In a previous blog we reported on the ICC Commission on Environment and Energy issuance of a Policy Statement on ‘Sustainability Reporting - Future Directions' in December 2015, and the more recent establishment, by the ICC Banking Commission, of a Sustainable Trade Finance Working Group that serves to introduce standards and certifications for the industry. Taking inspiration from IFC's GMAP and the Better Cotton Initiative, the working group is creating a framework or one-stop tool that will help both banks and exporters to identify and mitigate the underlying risks for certain countries and commodity combinations. (ICC Banking Commission Annual Meeting Miami, 3-6 April 2018) In addition, the group is developing educational tools.

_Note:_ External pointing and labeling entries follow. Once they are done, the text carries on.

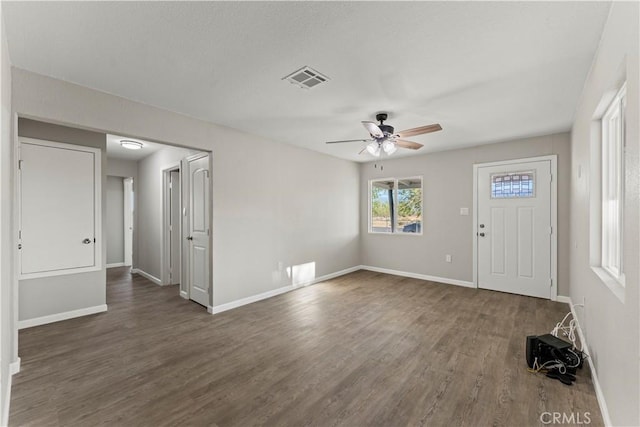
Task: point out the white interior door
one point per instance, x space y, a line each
59 208
514 228
128 221
198 228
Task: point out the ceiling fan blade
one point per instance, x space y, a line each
408 144
373 129
349 140
419 131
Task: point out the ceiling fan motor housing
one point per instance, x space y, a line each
386 129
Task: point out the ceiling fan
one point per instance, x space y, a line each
383 138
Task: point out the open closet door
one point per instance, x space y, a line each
198 202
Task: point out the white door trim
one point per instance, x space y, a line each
127 184
553 158
166 206
97 206
185 284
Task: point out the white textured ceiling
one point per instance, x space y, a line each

It is interesting to note that this subject appears, in many arenas, to have gained a new shorthand title, i.e., that of ‘CleanTech', raising the profile alongside the likes of FinTech, RegTech, etc.
According to EDC President and CEO Benoit Daignault, total worldwide investment in ‘cleantech' has reached US$1 trillion and, by 2020, that total is expected to rise to 2.5 trillion. https://edc.trade/cleantech-international-trade-opportunity
A number of definitions exist for ‘Clean Technology' or ‘CleanTech', including:
- Refers to any process, product, or service that reduces negative environmental impacts through significant energy efficiency improvements, the sustainable use of resources, or environmental protection activities. https://en.wikipedia.org/wiki/Clean_technology
- Often used interchangeably with the term greentech, has emerged as an umbrella term encompassing the investment asset class, technology, and business sectors which include clean energy, environmental, and sustainable or green, products and services. http://www.cleantech.org/what-is-cleantech/
We are likely to see many advances on this topic over the coming years and we will, as always, monitor developments.